Na semana que antecedeu o carnaval, no porão de um dos antigos casarões do bairro do Bixiga, Doda estivera revirando o baú de coisas velhas. Rosa dizia:
-A fantasia este ano ta pelo olho da cara, mas vale a pena
-Pra mim dá no mesmo. Já faz tempo que não pago porra nenhuma... (Doda disse isso com um tom de desprezo na voz, enquanto, fantasiada, olhava-se no espelho). Deu uma volta e completou: -Saio do mesmo jeito.
-eu ainda acho que cê ta marcando. Lá na boate tem vaga
Doda protestou:
-o que? Ficar mostrando a bunda pr’aqueles gringos? Nem fodendo, maninha. Prefiro correr perigo do que ter que engolir esses sapos.
Tirou a fantasia e estendeu-a sobre a cama. Escondeu o lindo corpo com uma bermuda de brim, uma camiseta e um velho tênis. Depois foi saindo dizendo: “vou arranjar mais umas plumas”. Rosa seguiu-a com uns olhos tristes até que dobrasse a esquina, mas, depois, abriu um sorriso meigo e pendeu a cabeça para um lado, num gesto de admiração. Entrou. Vestiu a fantasia da amiga e viu-se linda no espelho, resplandecente, imbuída de uma sensação de orgulho. Virou-se de costas, observando a bunda e a parte de trás das coxas. Meneou as ancas, lasciva. Sentou-se na cama e pôs-se a chorar um choro dolorido.

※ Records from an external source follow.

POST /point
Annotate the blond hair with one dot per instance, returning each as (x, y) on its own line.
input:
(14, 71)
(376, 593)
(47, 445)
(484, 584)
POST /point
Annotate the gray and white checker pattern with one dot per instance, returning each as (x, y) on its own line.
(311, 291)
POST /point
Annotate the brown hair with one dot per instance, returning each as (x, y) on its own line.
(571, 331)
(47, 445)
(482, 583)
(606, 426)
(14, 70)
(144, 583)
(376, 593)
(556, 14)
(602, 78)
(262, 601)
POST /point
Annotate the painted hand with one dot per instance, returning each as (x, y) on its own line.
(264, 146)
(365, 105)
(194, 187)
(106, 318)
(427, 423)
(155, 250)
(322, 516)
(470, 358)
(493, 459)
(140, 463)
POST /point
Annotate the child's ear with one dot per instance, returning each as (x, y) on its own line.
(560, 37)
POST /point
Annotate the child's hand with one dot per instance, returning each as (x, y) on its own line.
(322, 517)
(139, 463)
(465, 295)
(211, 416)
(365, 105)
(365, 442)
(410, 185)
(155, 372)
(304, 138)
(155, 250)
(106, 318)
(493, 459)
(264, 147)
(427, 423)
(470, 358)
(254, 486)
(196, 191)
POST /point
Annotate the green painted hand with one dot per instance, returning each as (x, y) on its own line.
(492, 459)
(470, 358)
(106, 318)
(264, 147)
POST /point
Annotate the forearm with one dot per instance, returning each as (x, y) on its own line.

Quando amanheceu a quarta-feira de cinzas, já era dada como certa a vitória da escola. Passava majestosa, sob aplausos de deslumbramento, fazendo arder os olhos da assistência com seu brilho. A voz forte do puxador ainda ecoava através da manhã, cantando as estórias do enredo. A ultima ala da escola chegava ao fim da passarela.
No porão de um dos antigos casarões do bairro do Bixiga, a fantasia de Doda brilhava sobre a cama, esplêndida, como se tivesse desfilado.